Module auton_survival.datasets
Utility functions to load standard datasets to train and evaluate the Deep Survival Machines models.
Functions
def increase_censoring(e, t, p, random_seed=0)
def load_support()
-
Helper function to load and preprocess the SUPPORT dataset. The SUPPORT Dataset comes from the Vanderbilt University study to estimate survival for seriously ill hospitalized adults [1]. Please refer to http://biostat.mc.vanderbilt.edu/wiki/Main/SupportDesc. for the original datasource.
References
[1]: Knaus WA, Harrell FE, Lynn J et al. (1995): The SUPPORT prognostic model: Objective estimates of survival for seriously ill hospitalized adults. Annals of Internal Medicine 122:191-203.
def load_synthetic_cf_phenotyping()
def load_dataset(dataset='SUPPORT', **kwargs)
-
Helper function to load datasets to test Survival Analysis models. Currently implemented datasets include:
SUPPORT: This dataset comes from the Vanderbilt University study to estimate survival for seriously ill hospitalized adults [1]. (Refer to http://biostat.mc.vanderbilt.edu/wiki/Main/SupportDesc. for the original datasource.)
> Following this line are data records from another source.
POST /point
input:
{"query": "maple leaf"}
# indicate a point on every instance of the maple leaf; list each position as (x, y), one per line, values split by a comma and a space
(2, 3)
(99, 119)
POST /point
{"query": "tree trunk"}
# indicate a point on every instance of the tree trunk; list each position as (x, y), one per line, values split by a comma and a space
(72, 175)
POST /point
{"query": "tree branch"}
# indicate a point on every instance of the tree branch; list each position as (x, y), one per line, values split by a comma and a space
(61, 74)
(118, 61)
PBC: The Primary biliary cirrhosis dataset [2] is well known dataset for evaluating survival analysis models with time dependent covariates.
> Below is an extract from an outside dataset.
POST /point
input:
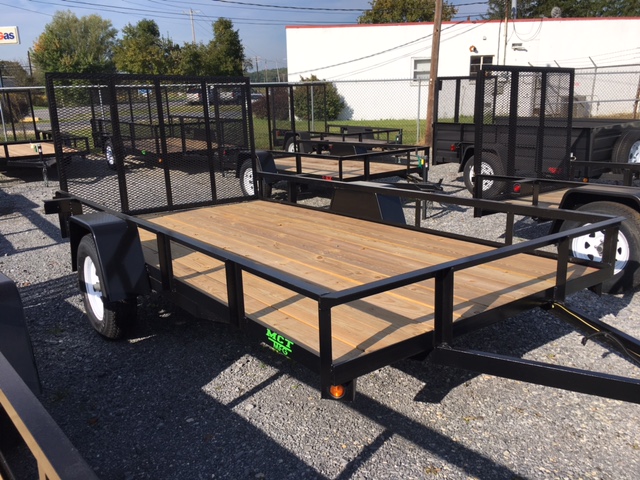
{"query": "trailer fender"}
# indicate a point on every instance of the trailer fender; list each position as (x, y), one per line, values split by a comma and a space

FRAMINGHAM: This dataset is a subset of 4,434 participants of the well known, ongoing Framingham Heart study [3] for studying epidemiology for hypertensive and arteriosclerotic cardiovascular disease. It is a popular dataset for longitudinal survival analysis with time dependent covariates.
SYNTHETIC: This is a non-linear censored dataset for counterfactual time-to-event phenotyping. Introduced in [4], the dataset is generated such that the treatment effect is heterogenous conditioned on the covariates.
References
[1]: Knaus WA, Harrell FE, Lynn J et al. (1995): The SUPPORT prognostic model: Objective estimates of survival for seriously ill hospitalized adults. Annals of Internal Medicine 122:191-203.
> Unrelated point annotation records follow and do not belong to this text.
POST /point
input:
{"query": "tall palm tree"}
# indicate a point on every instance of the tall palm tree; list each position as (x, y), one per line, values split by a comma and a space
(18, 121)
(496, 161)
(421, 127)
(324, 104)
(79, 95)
[2] Fleming, Thomas R., and David P. Harrington. Counting processes and survival analysis. Vol. 169. John Wiley & Sons, 2011.
[3] Dawber, Thomas R., Gilcin F. Meadors, and Felix E. Moore Jr. "Epidemiological approaches to heart disease: the Framingham Study." American Journal of Public Health and the Nations Health 41.3 (1951).
[4] Nagpal, C., Goswami M., Dufendach K., and Artur Dubrawski. "Counterfactual phenotyping for censored Time-to-Events" (2022).
Parameters
dataset
:str
- The choice of dataset to load. Currently implemented is 'SUPPORT', 'PBC' and 'FRAMINGHAM'.
**kwargs
:dict
- Dataset specific keyword arguments.
Returns
tuple
:(np.ndarray, np.ndarray, np.ndarray)
- A tuple of the form of (x, t, e) where x are the input covariates, t the event times and e the censoring indicators.